Note: all links are in Chinese

Mobike

  1. Use case: aggregate isolated MySQL clusters for OLAP. They run TiSpark on top of it

  2. Production TiDb cluster has tens of nodes, with tens of TBs of data.

Ele.me

  1. To keep the production table size in check, they regularly purge production tables and move old entries to separate archive tables

  2. Need to watch out for the performance issues of DDL operations in production and archive tables

  3. For migration, they use the official TiDB syncer tool to run TiDB as a Mysql read slave

  4. Daily archived > 100 mil rows, > 100 G. Current TiDB volume “tens of TBs”

  5. As the post was written, TiDB Binlog relies on Kafka

Ping++ - Payment SaaS

  1. Use TiDB as dataware house. It replaces AliCloud’s ADS and ES

  2. ADS has cost issue, and ES has difficulty handling complex queries with high dev/op costs.

  3. Current cluster 5 nodes, each with 16 cores and 32G ram

A Truck Fleet Management SaaS

  1. Sync data from Alicloud’s DRDS to TiDB, and runs TiSpark against TiKV, TiDB’s storage layer

  2. 2T raw data incoming per day.

A Restaurant Merchant/Order/Cashier Saas

  1. TiDB supports the operational datastore. Check the link to see the test queries they run.

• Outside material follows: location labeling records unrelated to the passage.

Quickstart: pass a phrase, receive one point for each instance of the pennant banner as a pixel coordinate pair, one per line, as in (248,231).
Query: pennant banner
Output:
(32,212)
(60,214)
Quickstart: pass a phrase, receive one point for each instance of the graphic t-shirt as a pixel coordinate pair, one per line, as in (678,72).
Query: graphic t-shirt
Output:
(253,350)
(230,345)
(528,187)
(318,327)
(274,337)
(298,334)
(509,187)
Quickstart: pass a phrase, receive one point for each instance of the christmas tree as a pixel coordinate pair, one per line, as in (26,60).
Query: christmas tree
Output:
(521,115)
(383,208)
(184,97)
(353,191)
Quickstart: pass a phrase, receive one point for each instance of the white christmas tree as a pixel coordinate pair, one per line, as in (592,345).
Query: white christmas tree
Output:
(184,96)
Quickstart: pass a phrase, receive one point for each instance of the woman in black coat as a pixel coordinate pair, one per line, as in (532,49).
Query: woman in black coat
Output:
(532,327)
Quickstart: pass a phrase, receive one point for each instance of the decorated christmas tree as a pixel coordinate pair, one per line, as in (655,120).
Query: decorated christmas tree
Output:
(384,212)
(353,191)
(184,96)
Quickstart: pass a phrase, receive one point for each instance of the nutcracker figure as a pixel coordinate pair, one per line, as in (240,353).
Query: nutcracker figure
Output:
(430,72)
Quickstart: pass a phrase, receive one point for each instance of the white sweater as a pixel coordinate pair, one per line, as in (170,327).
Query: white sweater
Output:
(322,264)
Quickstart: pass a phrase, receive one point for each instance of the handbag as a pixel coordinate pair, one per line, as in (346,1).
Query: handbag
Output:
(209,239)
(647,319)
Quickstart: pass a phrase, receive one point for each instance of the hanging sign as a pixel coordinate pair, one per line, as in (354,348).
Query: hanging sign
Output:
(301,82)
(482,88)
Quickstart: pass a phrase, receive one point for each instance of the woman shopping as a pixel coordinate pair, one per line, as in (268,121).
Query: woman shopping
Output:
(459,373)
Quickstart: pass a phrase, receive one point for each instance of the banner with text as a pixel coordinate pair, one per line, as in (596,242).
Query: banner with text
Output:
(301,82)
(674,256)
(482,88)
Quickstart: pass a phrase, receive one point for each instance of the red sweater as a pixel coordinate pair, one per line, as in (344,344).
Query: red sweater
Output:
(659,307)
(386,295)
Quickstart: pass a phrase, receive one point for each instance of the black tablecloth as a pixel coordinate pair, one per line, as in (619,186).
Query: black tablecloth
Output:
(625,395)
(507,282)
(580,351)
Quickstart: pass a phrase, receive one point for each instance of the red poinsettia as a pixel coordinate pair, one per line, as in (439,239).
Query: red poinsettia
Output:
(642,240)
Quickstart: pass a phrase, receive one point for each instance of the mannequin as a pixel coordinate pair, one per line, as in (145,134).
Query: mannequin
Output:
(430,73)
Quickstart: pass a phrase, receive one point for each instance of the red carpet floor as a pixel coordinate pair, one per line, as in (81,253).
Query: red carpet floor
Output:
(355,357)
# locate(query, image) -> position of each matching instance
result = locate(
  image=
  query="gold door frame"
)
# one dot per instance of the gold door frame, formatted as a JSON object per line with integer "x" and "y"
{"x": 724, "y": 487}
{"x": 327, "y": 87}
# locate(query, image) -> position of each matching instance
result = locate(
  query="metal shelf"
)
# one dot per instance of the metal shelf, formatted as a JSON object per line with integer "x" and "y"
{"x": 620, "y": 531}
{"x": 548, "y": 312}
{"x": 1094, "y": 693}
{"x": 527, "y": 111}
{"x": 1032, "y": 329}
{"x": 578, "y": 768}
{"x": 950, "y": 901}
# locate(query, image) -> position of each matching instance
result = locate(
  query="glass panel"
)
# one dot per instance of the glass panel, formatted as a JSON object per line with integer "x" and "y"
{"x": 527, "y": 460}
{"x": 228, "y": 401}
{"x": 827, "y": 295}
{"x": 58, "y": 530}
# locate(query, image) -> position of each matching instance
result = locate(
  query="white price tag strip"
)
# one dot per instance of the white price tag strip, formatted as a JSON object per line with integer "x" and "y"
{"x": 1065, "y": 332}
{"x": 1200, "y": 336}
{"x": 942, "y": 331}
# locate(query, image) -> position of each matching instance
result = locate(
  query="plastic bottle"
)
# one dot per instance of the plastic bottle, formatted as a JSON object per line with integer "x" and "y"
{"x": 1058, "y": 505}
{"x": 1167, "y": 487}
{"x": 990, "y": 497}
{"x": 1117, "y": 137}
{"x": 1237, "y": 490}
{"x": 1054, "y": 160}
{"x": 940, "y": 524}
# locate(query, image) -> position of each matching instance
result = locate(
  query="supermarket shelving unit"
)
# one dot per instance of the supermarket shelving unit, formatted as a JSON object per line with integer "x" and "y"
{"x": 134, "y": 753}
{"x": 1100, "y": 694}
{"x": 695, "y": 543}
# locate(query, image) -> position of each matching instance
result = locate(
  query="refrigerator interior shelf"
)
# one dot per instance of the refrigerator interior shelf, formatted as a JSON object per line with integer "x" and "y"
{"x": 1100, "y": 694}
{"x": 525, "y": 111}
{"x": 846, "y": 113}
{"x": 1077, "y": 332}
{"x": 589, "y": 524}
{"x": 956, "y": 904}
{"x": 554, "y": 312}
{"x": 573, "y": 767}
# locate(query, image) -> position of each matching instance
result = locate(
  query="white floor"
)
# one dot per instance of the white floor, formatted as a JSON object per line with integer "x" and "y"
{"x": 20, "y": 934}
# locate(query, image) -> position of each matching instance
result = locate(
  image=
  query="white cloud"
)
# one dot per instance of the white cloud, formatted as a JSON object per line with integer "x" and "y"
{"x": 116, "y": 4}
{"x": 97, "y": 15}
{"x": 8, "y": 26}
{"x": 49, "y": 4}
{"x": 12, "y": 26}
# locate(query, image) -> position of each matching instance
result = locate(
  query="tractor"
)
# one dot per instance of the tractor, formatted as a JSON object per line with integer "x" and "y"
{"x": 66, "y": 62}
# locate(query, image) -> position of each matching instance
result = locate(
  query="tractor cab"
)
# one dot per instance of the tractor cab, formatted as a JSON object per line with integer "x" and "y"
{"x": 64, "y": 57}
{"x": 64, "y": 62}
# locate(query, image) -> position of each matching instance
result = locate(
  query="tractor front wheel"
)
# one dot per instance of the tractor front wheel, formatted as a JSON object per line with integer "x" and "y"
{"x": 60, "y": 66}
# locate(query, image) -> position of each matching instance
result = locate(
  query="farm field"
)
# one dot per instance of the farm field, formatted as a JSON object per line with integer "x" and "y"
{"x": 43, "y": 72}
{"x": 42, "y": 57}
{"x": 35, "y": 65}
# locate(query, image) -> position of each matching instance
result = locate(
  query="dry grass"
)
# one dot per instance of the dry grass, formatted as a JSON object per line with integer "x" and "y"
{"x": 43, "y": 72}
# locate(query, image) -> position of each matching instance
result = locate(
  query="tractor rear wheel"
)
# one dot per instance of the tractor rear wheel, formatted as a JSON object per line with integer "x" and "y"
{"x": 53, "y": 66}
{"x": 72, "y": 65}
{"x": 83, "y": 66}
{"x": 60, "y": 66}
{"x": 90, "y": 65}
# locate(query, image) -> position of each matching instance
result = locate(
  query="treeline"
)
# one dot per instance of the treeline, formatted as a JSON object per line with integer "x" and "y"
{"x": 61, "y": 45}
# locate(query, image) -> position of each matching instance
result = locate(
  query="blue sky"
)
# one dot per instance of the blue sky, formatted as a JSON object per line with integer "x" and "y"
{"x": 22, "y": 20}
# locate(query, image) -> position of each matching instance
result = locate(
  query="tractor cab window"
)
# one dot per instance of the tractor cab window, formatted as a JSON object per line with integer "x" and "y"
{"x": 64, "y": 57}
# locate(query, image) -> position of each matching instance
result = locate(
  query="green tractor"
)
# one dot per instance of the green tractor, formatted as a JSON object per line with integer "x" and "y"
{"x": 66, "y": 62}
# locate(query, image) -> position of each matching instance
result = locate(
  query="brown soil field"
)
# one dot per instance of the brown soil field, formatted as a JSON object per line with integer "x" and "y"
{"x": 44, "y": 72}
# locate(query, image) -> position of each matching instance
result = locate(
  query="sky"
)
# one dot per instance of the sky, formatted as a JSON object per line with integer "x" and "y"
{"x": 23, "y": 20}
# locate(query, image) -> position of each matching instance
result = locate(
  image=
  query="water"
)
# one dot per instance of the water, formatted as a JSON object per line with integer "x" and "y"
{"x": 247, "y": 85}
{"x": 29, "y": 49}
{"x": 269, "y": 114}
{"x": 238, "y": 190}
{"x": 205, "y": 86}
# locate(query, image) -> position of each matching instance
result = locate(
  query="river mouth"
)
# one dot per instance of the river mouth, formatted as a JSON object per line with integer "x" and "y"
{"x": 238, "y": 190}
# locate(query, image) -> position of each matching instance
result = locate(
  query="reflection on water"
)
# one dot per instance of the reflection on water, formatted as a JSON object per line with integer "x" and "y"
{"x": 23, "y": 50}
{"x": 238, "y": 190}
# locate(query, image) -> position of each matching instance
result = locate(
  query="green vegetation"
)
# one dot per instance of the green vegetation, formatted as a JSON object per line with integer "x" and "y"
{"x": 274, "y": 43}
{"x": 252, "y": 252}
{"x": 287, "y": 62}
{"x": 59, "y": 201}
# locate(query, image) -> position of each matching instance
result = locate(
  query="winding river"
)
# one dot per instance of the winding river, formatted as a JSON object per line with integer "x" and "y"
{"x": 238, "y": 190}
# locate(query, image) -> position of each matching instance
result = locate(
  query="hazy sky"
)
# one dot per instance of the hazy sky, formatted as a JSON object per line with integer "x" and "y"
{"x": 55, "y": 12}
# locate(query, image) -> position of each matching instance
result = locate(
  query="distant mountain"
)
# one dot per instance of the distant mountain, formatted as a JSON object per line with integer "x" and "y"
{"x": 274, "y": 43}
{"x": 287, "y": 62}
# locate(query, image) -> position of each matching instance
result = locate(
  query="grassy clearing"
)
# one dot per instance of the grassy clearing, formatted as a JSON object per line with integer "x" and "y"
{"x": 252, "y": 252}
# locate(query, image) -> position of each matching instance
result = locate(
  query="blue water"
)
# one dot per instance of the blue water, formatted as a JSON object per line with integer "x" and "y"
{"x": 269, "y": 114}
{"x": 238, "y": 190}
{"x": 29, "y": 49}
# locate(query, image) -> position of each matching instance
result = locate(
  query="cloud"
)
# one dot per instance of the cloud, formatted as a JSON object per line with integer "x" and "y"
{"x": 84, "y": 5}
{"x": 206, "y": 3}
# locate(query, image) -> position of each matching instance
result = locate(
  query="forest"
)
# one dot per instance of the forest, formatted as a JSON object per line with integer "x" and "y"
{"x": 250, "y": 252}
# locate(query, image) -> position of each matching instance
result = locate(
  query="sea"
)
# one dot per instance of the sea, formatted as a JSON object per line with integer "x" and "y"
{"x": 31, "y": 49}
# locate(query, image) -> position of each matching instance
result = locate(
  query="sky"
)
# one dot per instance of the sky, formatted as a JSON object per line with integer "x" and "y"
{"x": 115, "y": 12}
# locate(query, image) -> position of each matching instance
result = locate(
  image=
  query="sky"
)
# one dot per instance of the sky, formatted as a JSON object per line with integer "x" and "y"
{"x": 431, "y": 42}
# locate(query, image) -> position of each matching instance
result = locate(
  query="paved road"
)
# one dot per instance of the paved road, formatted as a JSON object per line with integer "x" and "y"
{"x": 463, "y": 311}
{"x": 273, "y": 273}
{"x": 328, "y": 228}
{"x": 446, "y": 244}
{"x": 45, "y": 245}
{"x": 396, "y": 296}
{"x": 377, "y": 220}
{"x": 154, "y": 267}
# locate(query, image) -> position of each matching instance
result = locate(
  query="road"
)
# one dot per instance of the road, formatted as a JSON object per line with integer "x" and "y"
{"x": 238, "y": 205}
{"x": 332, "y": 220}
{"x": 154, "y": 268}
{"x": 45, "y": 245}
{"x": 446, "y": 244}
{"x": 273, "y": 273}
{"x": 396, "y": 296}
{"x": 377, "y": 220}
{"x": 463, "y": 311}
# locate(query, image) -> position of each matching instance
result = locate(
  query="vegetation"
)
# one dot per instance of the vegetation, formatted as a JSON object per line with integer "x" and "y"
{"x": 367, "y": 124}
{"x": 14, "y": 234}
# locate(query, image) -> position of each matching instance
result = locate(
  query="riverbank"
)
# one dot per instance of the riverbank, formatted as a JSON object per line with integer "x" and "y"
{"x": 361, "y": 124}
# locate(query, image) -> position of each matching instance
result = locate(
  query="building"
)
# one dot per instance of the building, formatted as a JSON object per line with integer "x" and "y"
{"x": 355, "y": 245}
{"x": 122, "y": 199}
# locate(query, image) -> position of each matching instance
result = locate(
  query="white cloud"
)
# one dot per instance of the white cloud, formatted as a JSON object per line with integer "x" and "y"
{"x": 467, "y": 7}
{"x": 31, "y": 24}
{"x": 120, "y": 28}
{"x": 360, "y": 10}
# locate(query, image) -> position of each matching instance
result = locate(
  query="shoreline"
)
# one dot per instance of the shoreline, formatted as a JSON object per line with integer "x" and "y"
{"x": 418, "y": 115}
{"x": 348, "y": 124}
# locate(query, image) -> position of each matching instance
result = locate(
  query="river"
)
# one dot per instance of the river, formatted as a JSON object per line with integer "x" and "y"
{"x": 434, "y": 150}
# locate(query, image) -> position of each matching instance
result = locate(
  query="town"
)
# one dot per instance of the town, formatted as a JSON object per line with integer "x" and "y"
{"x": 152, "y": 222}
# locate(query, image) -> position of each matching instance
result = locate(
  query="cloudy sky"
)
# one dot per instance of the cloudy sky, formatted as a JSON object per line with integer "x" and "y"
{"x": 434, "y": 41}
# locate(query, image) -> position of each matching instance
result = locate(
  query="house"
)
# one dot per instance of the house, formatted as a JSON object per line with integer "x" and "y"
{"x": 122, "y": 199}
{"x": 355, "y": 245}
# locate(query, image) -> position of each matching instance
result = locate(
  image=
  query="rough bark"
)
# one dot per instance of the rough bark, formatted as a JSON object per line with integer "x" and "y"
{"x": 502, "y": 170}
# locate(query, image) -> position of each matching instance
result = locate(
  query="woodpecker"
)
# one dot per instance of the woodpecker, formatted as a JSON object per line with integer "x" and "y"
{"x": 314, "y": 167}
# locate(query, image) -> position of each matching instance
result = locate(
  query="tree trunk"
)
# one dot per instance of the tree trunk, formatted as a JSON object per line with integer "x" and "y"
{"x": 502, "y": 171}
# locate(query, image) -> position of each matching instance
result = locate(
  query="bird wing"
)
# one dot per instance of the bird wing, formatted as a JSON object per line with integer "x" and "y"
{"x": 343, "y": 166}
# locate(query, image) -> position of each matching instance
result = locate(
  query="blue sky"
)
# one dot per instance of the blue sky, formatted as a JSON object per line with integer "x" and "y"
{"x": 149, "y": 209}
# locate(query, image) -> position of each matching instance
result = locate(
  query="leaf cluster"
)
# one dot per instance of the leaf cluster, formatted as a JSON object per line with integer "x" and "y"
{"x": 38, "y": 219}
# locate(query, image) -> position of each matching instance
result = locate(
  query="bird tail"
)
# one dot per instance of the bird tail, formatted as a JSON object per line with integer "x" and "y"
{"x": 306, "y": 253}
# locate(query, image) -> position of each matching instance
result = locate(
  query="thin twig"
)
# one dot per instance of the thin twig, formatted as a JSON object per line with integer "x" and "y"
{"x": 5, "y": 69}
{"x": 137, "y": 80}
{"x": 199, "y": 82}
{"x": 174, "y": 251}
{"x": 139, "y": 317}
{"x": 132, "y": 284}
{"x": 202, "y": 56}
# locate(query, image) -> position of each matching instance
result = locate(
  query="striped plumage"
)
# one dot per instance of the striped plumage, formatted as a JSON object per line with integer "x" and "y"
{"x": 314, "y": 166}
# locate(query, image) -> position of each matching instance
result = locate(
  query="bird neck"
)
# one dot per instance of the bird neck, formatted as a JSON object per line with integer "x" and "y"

  2. Before: RDS -> Mongo via Kafka -> Hive. After: RDS -> TiDB via Kafka -> Hive. TiSpark queries both TiDB and Hive

  3. Cluster setup: 8 nodes. 5 of them are for storage layer. Each TiKV/Storage node is 16 core/128 G ram with 2 1.8T SSD

  4. Peak QPS 23K. Data volume “couple of Ts”

Another Restaurant Merchant/Cashier SaaS

  1. Near real time complex queries. TiDB replaces Solr.

  2. Current deployment 8 nodes. Storage layer on 16 cores and 64G ram

An IoT company

  1. They need real time analysis capabilities.

  2. Their raw data source is Mysql databases, but they don’t want to spend too much effort on Mysql -> Hive/Hbase ETL pipeline.

  3. They need Spark support, so they choose TiSpark + TiDb